Le bulletin n° 3 du casier judiciaire comporte le relevé des condamnations pour les crimes et les délits ayant entraîné une condamnation à une peine privative de liberté supérieure ou égale à 2 ans sans sursis, à une peine privative de liberté inférieure à deux ans sur décision expresse du tribunal, à une interdiction d’exercer une activité professionnelle ou sociale en rapport avec l’infraction (qui ne soient pas assorties d’un sursis) pendant la durée de la mesure (soit 5 ans maximum) et enfin à une peine de suivi socio-judiciaire ou à une interdiction d’exercer une activité professionnelle ou bénévole avec les mineurs. Les condamnations peuvent être exclues du bulletin n° 3 sur requête du condamné et soumises à la décision du tribunal.

Toutefois, ne sont pas mentionnées au B3 les condamnations exclues du bulletin n° 2, c’est-à-dire celles dont la mention a été expressément exclue par le juge, les condamnations à un sursis avec ou sans mise à l’épreuve dès lors que la peine est non avenue (sauf pour les sursis avec mise à l’épreuve d’un suivi socio judiciaire ou d’une interdiction de l’exercice d’une activité professionnelle ou bénévole avec des mineurs pendant la durée de la mesure), les condamnations au retrait de l’autorité parentale ainsi que certaines condamnations prononcées en application de l’ordonnance du 2 février 1945 (notamment les peines privatives de libertés).

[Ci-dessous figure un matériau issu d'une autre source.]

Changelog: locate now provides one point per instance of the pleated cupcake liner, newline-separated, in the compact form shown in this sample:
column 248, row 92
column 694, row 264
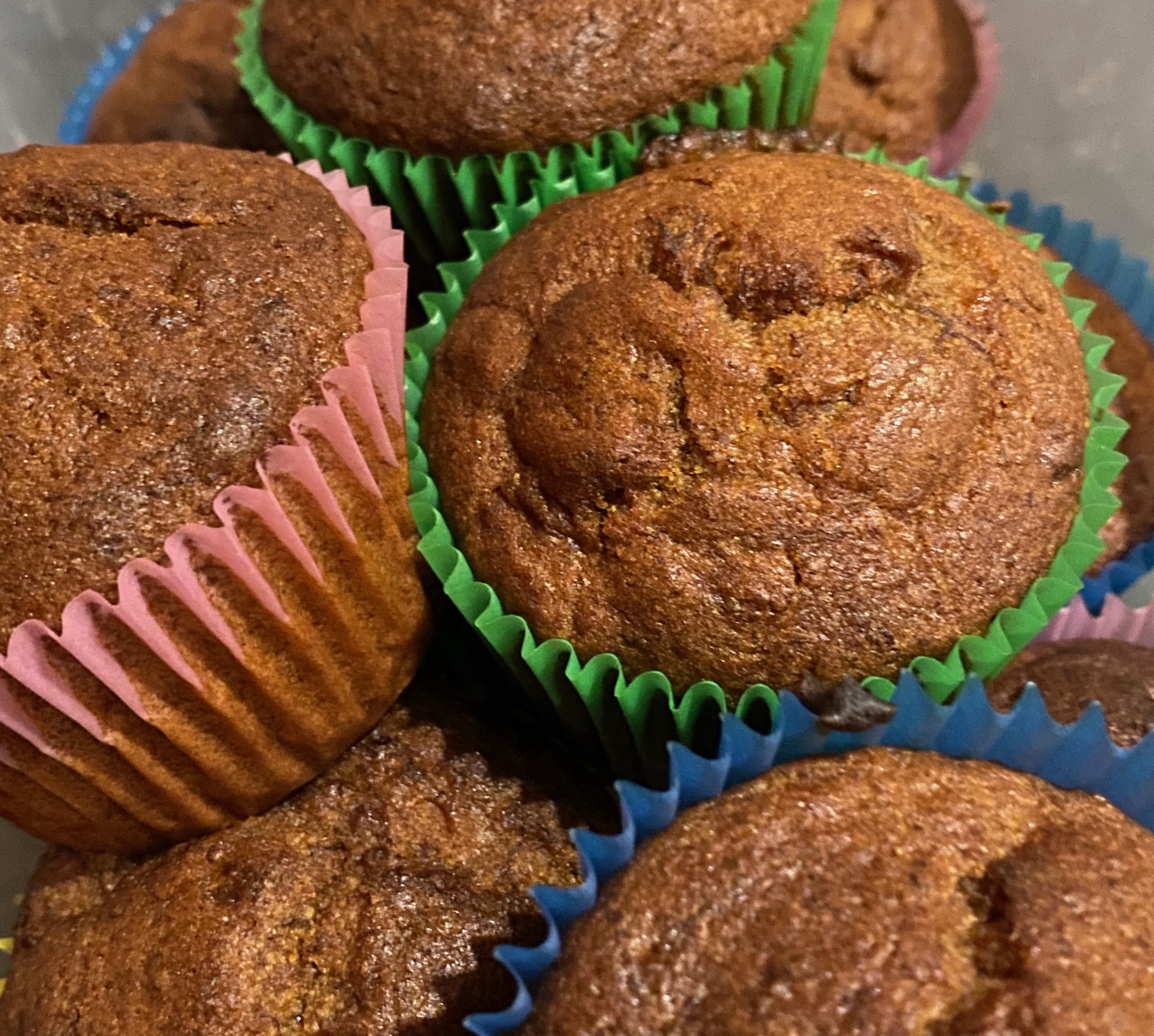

Il faut préciser que le bulletin n° 2 du casier judiciaire peut être délivré aux Préfets et administrations publiques pour l’obtention d’un emploi public, aux autorités militaires, aux administrations et personnes morales, aux Présidents des tribunaux de commerce ainsi qu’aux administrations et personnes morales chargées du contrôle de l’exercice d’activités professionnelles ou sociales susceptibles de contenir des restrictions du fait de condamnations pénales.

Le bulletin n° 3 ne peut être réclamé que par la personne à laquelle il s’applique et non par un tiers.

Ainsi, lorsque l’auteur d’un viol ou d’une agression/atteinte sexuelle sur mineur n’a pas été condamné à une peine de suivi socio-judiciaire ou à une mesure d’interdiction d’exercer une activité en lien avec les mineurs (peine complémentaire) ou lorsque le tribunal a décidé de l’exclusion de la condamnation du bulletin n° 3, l’auteur pourrait briguer et se voir confier des tâches ou des activités en lien avec des mineurs dès lors que celle-ci n’est subordonnée qu’à la simple délivrance du bulletin n° 3 du casier judiciaire (c’est ce que prévoit l’article L. 133-6 du code de l’action sociale et des familles). Ainsi, le tribunal correctionnel de Marseille, en octobre dernier, (décision non publiée) a condamné pour des faits d’atteintes sexuelles sur mineur un professeur du conservatoire d’Istres, à une peine de six mois d’emprisonnement avec sursis. Compte tenu des explications fournies, ce condamné ne verra pas sa condamnation figurer sur son bulletin n° 3 (peine non ferme) et pourrait prétendre à un emploi dans une colonie de vacances ou comme professeur à domicile via un organisme (type Acadomia, Complétudes), par exemple.

Si l’on se rapporte aux condamnations exclues du bulletin n° 2, les condamnations prononcées à l’encontre de mineurs reconnus coupables d’atteintes sexuelles, d’agressions sexuelles et de viol sur mineur ne figurent pas dans le bulletin n° 2. De même, les condamnations assorties de sursis seront retirées du casier judiciaire (B2) pour tout condamné, dès lors que le délai de 5 ou 10 ans est passé (condamnations considérées comme non avenues).

De telles dispositions laissent la porte ouverte à des risques encourus par les mineurs, notamment en matière sexuelle et justifient le présent amendement.